I think it might be good (for this paper) to scope it to one of those particular (X) use cases, and clearly define the use cases that we have in mind before diving into the reasons. If the goal is reproducible data science, then that would include both data science / notebooks and HPC uses. Thoughts?

nuest commented 5 years ago

Apologies for just now catching up on this discussion.

I agree with the scoping to one use case, and going through the great efforts that @vsoch did in #21 I also realised that the number of useful (!) recommendations and the level of detail is high by now, so reducing the scope should increase understandability and usability of the guidelines.

To me, X = "reproducibility of scientific workflows for published articles". There are certainly other but secondary goals that are helped by that (sharing, archiving, collaboration, re-use). I would even go with the "personal reproducibility" before trying to recommend usage by other because as @vsoch points out the use cases can be very diverse. The HPC-ready image might just as well "crash" on my local machine as the Rocker image does on a cluster, right?

An regarding the global advice not to write Dockerfiles by hand: I think it makes sense to have this the first rule, because users should think about it first. I wouldn't say it is the most important one.

Re. self-containment of Dockerfiles vs. externalising stuff in requirements.txt (at least that's my perspective on this question I see value in both: for self-containment because, well, it's all there. For externalising because these existing configuration files are (a) more likely used in everyday working and development (unless we strictly recommend people to only work in a container), and (b) complemented by stable tooling and documentation so users can achieve effectively what they need. The crucial argument for me is: even if parts of the information are off-loaded to a requirements.txt, that fact is transparent in the Dockerfile and thus may be investigated if need be.

vsoch commented 5 years ago

The HPC-ready image might just as well "crash" on my local machine as the Rocker image does on a cluster, right?

Exactly. Even saying "reproducibility of scientific workflows" means different things. It could be a container with MPI (hugely likely to not work with Docker, but with Docker -> Singularity), something intended to run on slurm / sge / similar, or (in your case @nuest) to just run on your local machine with smaller data.

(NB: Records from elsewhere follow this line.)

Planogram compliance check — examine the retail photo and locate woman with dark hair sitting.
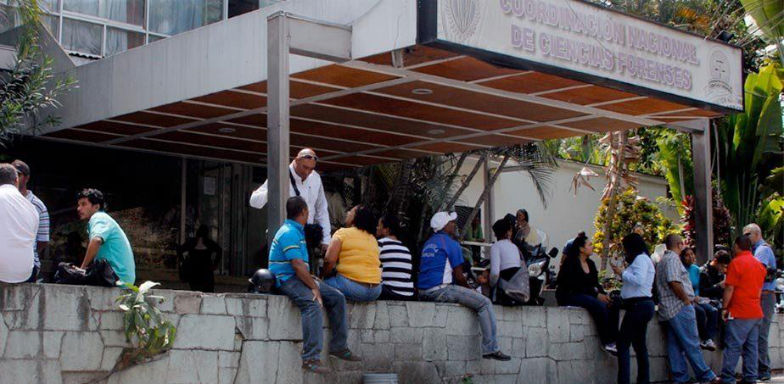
[376,214,414,301]
[555,234,618,354]
[612,233,656,384]
[324,205,381,302]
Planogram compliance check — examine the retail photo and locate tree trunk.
[600,131,629,270]
[460,152,511,241]
[438,152,487,210]
[383,159,414,212]
[416,152,469,246]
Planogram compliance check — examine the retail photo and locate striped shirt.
[25,191,49,268]
[378,237,414,296]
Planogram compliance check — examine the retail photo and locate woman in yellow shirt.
[324,205,381,302]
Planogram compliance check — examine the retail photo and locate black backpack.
[54,260,118,287]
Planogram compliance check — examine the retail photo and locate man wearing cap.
[417,212,510,361]
[11,160,49,282]
[250,148,332,253]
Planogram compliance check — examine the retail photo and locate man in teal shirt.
[76,188,136,284]
[269,196,359,373]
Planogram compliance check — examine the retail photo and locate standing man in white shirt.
[0,163,38,283]
[250,148,332,254]
[11,160,49,283]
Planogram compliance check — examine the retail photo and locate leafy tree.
[681,187,732,249]
[740,0,784,65]
[656,128,694,208]
[713,62,784,235]
[593,188,677,258]
[0,0,75,142]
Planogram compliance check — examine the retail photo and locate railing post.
[267,13,290,240]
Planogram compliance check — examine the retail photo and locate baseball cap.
[430,212,457,232]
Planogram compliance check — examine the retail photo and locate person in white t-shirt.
[250,148,332,249]
[490,219,525,305]
[0,163,38,283]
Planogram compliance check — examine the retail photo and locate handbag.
[54,260,118,287]
[498,264,531,303]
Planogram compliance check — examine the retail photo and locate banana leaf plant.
[714,62,784,235]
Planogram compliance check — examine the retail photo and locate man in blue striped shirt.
[269,196,359,373]
[12,160,49,282]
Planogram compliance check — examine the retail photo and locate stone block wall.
[0,284,784,384]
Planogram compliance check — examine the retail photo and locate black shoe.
[482,351,512,361]
[329,348,362,361]
[302,360,330,375]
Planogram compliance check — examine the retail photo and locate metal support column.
[482,160,495,243]
[267,12,351,241]
[180,157,188,244]
[691,119,713,264]
[267,13,290,240]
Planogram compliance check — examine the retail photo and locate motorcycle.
[523,244,558,305]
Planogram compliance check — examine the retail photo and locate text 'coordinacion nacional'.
[500,0,699,91]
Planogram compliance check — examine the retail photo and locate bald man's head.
[293,148,318,181]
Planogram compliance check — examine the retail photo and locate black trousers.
[617,299,654,384]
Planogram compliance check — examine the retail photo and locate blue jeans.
[757,293,776,376]
[618,300,655,384]
[280,276,348,360]
[667,305,716,383]
[564,294,618,345]
[694,303,719,340]
[324,274,381,303]
[419,285,499,355]
[721,319,761,384]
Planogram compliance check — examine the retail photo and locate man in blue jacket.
[417,212,510,361]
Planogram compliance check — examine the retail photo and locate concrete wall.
[0,284,784,384]
[459,158,678,264]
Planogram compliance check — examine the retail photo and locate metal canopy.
[36,0,736,169]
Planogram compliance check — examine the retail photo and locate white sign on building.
[436,0,743,110]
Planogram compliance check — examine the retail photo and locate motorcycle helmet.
[248,268,275,293]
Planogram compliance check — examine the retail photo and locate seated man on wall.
[0,164,38,283]
[417,212,510,361]
[76,188,136,284]
[269,196,359,373]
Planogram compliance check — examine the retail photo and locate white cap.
[430,212,457,232]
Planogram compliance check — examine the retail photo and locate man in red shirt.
[721,236,766,384]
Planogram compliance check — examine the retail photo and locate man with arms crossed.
[655,235,721,384]
[0,164,38,283]
[11,160,49,283]
[250,148,332,253]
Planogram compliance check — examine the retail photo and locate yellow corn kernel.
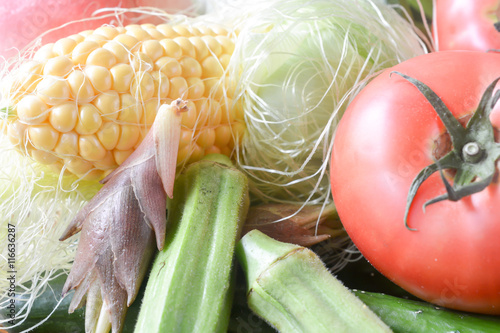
[116,125,139,150]
[156,24,179,39]
[13,60,44,92]
[113,34,140,51]
[201,35,222,57]
[219,54,231,70]
[71,40,99,65]
[86,47,116,68]
[28,124,59,151]
[109,64,134,93]
[181,101,198,129]
[172,24,190,36]
[130,71,155,101]
[43,56,73,76]
[93,25,119,40]
[85,65,113,93]
[215,35,234,55]
[125,24,151,41]
[92,90,121,120]
[113,149,134,165]
[174,36,196,58]
[189,36,210,60]
[186,77,205,100]
[103,41,130,64]
[53,38,77,56]
[131,52,154,72]
[64,156,93,175]
[7,120,28,146]
[36,76,70,105]
[201,55,224,78]
[66,70,94,103]
[118,94,142,124]
[96,121,120,151]
[169,76,189,99]
[78,134,106,161]
[75,104,102,134]
[17,95,49,125]
[54,131,78,157]
[49,102,78,133]
[203,77,227,100]
[30,150,60,165]
[141,39,164,62]
[155,57,182,78]
[179,57,202,78]
[7,24,245,178]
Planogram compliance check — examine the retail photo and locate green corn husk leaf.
[221,0,427,204]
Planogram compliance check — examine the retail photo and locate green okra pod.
[236,230,391,333]
[135,155,249,333]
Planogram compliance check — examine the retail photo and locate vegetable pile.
[0,0,500,333]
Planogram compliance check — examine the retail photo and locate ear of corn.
[2,24,244,179]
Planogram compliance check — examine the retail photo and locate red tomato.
[433,0,500,51]
[0,0,192,58]
[330,51,500,314]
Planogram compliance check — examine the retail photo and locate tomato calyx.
[391,71,500,230]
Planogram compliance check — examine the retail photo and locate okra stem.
[236,230,391,333]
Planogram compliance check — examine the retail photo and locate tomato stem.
[391,71,500,230]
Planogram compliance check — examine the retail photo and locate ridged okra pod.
[236,230,391,333]
[135,155,249,333]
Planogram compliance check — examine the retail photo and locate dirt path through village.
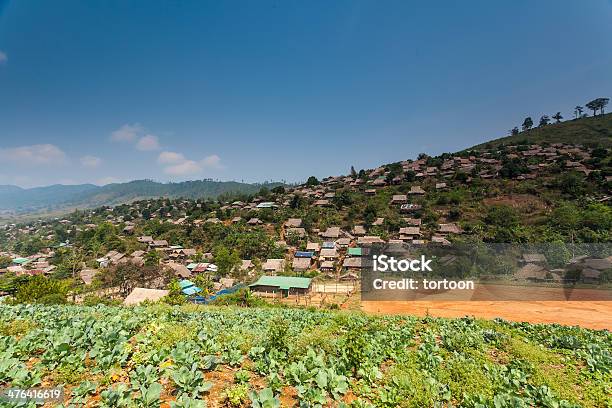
[361,300,612,330]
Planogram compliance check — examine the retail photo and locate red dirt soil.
[361,300,612,330]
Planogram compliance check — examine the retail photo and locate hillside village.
[0,116,612,304]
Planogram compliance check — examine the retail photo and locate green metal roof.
[249,276,312,290]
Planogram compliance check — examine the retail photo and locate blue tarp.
[190,283,244,304]
[179,279,195,289]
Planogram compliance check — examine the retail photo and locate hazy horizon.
[0,0,612,188]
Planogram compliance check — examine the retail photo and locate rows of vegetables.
[0,305,612,408]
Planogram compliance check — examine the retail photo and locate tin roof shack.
[123,288,169,306]
[249,275,312,296]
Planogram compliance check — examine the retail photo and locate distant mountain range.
[0,114,612,217]
[0,180,280,215]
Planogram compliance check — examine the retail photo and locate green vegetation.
[0,305,612,408]
[474,113,612,150]
[0,180,280,217]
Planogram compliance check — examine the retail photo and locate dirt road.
[361,300,612,330]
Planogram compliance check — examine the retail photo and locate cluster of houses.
[513,253,612,284]
[0,144,609,294]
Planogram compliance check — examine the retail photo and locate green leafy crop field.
[0,305,612,407]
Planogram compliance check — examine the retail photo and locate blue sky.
[0,0,612,187]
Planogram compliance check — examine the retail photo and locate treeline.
[510,98,610,136]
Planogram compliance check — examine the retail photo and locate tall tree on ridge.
[574,105,584,119]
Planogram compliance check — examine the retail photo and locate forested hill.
[0,180,279,214]
[467,113,612,150]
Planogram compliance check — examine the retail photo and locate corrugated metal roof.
[249,276,312,290]
[348,248,361,256]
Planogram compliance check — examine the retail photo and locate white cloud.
[95,176,121,186]
[157,152,223,176]
[0,144,66,165]
[164,160,202,176]
[136,135,159,151]
[111,123,144,142]
[200,154,222,169]
[157,152,186,164]
[80,156,102,169]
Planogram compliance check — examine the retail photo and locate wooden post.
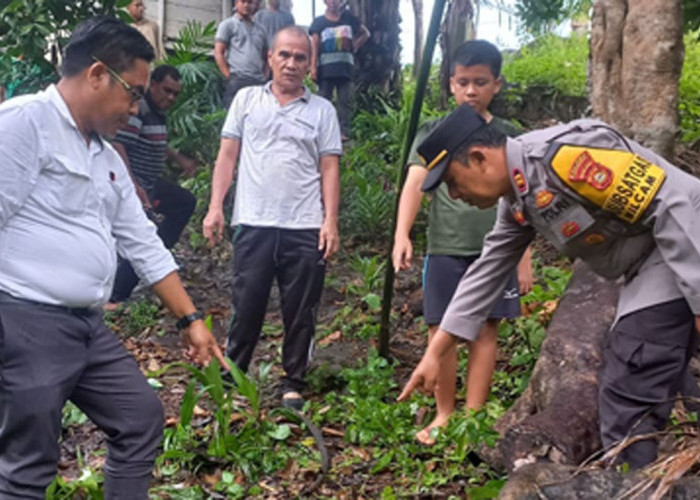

I understand the spirit of the rule and agree - if there does exist a tool or base image that is maintained and uses (some) best practices, use it! But very commonly there isn't, so the real task is to:

In an ideal would we would have a much larger selection of both base images and tools to choose from (and the user wouldn't need to write a Dockerfile) but we aren't quite there yet.

nuest commented 5 years ago

And even if we are "there" at one point in time, that might change again, especially in research related workflows, because people will want to use new things, and there might be some catch-up game between features and generator tools.

Anyway, I'll revisit the comments here again and try to iterate on rule 1 once more with the notion of the rule being a multi-step process (no suitable tool? no suitable image? no suitable base image?).

@nokome maybe you have the time to provide your perspective here (or in any other section of the article!) ?

vsoch commented 5 years ago

Sounds good! I definitely +1 that multi-step process approach.

nuest commented 4 years ago

Is holepunch worth including, as yet another solution to get to a Binder-ready repo?

psychemedia commented 4 years ago

FWIW, I've seen holepunch mentioned in the wild a couple of times...

vsoch commented 4 years ago

I've never heard of it! But I think I might live in a different jungle :P :tanabata_tree: :lion: :monkey:

psychemedia commented 4 years ago

I think I saw it mentioned in context of various workshops, though offhand I don't recall which. Trying to find them, I find s/thing I haven't spotted before — a recent w/s: A Reproducible Data Analysis Workflow with R Markdown, Git, Make, and Docker (psyarxiv can be slow to load? Direct alt-link to pdf).